Da settimane ormai, la pandemia di coronavirus ha anche economicamente milioni di persone in tutto il mondo. Poiché l’economia globale è influenzata negativamente dalla pandemia, i governi hanno realizzato diverse formule di incentivi o sostegni nel tentativo di contrastare il crescente disagio economico causato dal virus. In questo scenario, il reddito di base universale ha ottenuto un’enorme attenzione, come strumento per salvaguardare il benessere della popolazione nel lungo periodo. Allo stesso tempo, molte di queste iniziative sono state erroneamente definite reddito di base universale.

Il 16 aprile 2020, il primo ministro giapponese Shinzo Abe ha annunciato uno stato di emergenza per tutto il Giappone. Questo annuncio includeva che sarebbero stati distribuiti pagamenti in contanti di 100.000 yen (930 dollari americani) a tutti i 120 milioni di cittadini giapponesi. Ogni persona elencata nel registro dei residenti in Giappone (dal 27 aprile 2020) può ricevere 100.000 yen, indipendentemente dalla nazionalità. In pratica, ciò significa che chiunque sia registrato come residente e con un visto superiore a tre mesi è idoneo per ricevere questa sorta di reddito di base. Questo significa adulti e bambini.

Tuttavia, la richiesta stessa può essere fatta solo dal capofamiglia, che può anche richiedere il beneficio per il resto della famiglia. È importante notare che circa il 90% dei capi famiglia non single in Giappone sono uomini. Dopo pesanti critiche, il governo ha consentito alle vittime di violenza domestica di fare richiesta in maniera autonoma per avere questo reddito di base.

La richiesta può essere fatta online o per posta. Un modulo per fare domanda viene inviato a tutte le famiglie del paese. Ogni richiedente deve compilare il modulo ed inserire i dettagli del proprio conto bancario, allegare una copia del proprio documento d’identità e inviare il modulo all’ufficio comunale. Il denaro viene quindi trasferito direttamente sul conto corrente del richiedente.

L’universalità del piano

Inizialmente, solo quelli il cui reddito era fortemente diminuito a causa della politica di emergenza, erano ammissibili a ricevere il versamento in contanti. Tuttavia, dopo molte critiche, il Primo Ministro Abe ha modificato la proposta verso una formula universalistica in modo che potesse raggiungere ogni singolo cittadino residente in Giappone. Il ministro delle finanze Taro Aso ha dichiarato pubblicamente che spera che “le persone benestanti non rivendichino i loro diritti a riceverlo” e dunque a non fare domanda per questa formula di reddito di base di emergenza. Inoltre, il Partito Democratico Liberale del Giappone ha deciso che i suoi membri del parlamento non avrebbero richiesto il beneficio economico. Anche i politici di altri partiti politici come Natsuo Yamaguchi hanno dichiarato che non faranno domanda per poterlo ricevere.

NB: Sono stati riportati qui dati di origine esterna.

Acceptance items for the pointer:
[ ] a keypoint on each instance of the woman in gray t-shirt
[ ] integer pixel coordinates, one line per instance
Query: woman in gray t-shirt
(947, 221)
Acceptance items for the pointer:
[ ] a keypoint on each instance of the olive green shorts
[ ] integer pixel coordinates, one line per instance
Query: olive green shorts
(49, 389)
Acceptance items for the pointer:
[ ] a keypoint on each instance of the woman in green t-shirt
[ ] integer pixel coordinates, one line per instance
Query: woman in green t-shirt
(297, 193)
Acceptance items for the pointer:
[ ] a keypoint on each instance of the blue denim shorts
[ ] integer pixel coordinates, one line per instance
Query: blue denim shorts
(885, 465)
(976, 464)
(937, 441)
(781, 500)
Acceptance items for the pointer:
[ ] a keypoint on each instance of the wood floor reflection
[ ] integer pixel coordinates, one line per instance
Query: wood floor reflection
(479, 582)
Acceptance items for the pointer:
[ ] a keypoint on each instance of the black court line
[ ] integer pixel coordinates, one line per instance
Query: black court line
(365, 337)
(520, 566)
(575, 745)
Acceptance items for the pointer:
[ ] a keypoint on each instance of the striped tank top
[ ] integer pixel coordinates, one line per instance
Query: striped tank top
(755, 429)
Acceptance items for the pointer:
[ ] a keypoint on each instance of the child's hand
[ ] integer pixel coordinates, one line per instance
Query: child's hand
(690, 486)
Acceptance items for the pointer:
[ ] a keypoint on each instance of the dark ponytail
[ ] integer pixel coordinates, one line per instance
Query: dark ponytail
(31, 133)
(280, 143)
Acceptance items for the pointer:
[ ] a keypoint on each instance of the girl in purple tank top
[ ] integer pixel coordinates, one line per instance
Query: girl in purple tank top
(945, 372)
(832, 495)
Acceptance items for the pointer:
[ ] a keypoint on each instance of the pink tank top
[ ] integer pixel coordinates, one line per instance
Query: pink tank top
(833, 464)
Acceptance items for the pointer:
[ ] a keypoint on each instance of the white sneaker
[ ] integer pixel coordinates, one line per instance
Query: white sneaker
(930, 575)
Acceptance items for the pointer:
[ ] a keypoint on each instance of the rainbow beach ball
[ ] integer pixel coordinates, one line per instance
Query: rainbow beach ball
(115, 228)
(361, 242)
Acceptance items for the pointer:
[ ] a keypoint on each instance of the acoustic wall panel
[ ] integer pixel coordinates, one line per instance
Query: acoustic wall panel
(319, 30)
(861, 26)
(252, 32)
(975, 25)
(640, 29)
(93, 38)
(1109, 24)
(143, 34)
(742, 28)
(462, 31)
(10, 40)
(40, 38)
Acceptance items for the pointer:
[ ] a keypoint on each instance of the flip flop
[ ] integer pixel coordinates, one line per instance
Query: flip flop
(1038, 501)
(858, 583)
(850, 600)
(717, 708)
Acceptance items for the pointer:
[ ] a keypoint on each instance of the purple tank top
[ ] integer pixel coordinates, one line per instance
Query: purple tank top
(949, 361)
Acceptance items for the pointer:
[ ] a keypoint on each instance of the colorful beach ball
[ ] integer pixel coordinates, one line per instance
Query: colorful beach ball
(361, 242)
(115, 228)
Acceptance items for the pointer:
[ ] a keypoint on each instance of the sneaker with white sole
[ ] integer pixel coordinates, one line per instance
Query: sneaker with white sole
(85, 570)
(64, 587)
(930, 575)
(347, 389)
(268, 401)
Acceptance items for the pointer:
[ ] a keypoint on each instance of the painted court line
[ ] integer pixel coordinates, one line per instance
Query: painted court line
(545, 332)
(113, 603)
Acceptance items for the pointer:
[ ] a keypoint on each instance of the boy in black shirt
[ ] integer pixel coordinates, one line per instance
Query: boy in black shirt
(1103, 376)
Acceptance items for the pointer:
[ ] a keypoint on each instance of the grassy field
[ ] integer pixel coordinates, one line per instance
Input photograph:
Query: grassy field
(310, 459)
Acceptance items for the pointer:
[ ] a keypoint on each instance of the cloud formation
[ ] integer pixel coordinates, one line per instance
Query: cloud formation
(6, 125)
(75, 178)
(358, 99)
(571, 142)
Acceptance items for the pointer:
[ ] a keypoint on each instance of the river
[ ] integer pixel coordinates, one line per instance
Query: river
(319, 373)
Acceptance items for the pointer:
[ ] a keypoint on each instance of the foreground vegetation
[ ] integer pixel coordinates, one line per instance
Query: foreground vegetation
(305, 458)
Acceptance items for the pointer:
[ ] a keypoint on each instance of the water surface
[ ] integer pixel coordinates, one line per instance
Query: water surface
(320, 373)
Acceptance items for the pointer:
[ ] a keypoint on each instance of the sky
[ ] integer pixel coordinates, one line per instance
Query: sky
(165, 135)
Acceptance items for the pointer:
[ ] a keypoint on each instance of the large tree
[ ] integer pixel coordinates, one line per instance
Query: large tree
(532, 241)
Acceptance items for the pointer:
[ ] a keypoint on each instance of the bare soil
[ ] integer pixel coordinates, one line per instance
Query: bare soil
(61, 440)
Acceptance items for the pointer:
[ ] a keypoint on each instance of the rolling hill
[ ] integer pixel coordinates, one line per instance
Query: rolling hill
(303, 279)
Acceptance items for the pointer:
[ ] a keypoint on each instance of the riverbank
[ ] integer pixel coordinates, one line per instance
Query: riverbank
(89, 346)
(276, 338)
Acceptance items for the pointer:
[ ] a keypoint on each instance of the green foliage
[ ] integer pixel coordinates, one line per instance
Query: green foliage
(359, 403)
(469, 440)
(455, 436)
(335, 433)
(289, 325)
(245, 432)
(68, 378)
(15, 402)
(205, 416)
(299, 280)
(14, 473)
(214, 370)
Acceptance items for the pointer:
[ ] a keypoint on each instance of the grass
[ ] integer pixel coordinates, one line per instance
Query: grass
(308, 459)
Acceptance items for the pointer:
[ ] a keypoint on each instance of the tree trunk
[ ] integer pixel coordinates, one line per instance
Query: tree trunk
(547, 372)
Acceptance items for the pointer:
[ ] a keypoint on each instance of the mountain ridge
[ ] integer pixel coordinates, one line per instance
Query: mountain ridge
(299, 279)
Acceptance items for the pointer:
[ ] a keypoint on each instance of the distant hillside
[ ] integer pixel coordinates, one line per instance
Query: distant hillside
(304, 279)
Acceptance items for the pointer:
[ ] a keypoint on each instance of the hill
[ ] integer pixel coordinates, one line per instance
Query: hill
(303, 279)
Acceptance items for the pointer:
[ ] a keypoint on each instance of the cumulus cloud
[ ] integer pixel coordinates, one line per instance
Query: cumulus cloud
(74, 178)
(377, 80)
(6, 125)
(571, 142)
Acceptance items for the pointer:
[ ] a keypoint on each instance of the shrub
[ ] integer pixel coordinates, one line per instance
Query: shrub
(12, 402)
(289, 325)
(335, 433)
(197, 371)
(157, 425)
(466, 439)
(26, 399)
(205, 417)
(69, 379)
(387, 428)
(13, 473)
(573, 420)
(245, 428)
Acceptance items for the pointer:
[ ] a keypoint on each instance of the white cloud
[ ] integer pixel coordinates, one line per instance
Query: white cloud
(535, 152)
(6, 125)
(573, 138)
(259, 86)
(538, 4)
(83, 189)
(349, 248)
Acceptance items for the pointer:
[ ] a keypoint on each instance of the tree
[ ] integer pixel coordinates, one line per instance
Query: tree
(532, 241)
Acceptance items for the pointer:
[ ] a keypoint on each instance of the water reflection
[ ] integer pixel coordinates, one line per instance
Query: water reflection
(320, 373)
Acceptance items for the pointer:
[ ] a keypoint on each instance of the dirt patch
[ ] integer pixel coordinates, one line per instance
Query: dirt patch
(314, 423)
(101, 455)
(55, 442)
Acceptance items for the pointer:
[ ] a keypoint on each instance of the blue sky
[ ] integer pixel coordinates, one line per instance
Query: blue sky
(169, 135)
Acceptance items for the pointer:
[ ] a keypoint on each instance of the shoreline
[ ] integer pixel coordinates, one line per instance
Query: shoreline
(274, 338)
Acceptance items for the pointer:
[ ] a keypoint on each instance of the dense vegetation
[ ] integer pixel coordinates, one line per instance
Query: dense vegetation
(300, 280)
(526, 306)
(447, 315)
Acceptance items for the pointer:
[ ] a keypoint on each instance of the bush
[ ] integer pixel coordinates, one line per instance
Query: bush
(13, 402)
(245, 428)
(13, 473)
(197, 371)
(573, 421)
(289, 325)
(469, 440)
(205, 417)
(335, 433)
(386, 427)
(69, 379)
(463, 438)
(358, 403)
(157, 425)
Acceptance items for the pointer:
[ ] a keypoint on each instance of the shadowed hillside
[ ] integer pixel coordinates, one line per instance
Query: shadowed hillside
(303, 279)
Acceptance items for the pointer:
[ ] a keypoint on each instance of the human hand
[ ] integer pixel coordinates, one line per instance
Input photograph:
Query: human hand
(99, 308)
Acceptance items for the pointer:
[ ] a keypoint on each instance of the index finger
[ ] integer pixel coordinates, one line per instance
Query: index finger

Yuichiro Tamaki, leader del Partito Democratico per il Popolo dell’opposizione, ha dichiarato di ricevere i soldi e donarli in campo medico. Secondo lui, “Se creiamo uno stato d’animo in cui il rifiuto è visto come un atto nobile, finiamo per far sentire le persone che hanno urgente bisogno di aiuto a sentirsi in imbarazzo a riceverlo”.

La formula del reddito di base cosi pensato in Giappone differiscono dal tipico reddito di base universale ed incondizionato nel senso che si tratta di un pagamento una tantum e non di un pagamento periodico. Il pagamento proviene da un bilancio di emergenza e non per lo sviluppo sociale a lungo termine. Tuttavia questa sorta di reddito di base, oltre che un pagamento in contanti destinato a tutti su base individuale, è indipendente dalle esigenze lavorative e senza bisogno di dimostrare lo stato di necessità (means test) e per questo viene erogato a tutta la popolazione residente.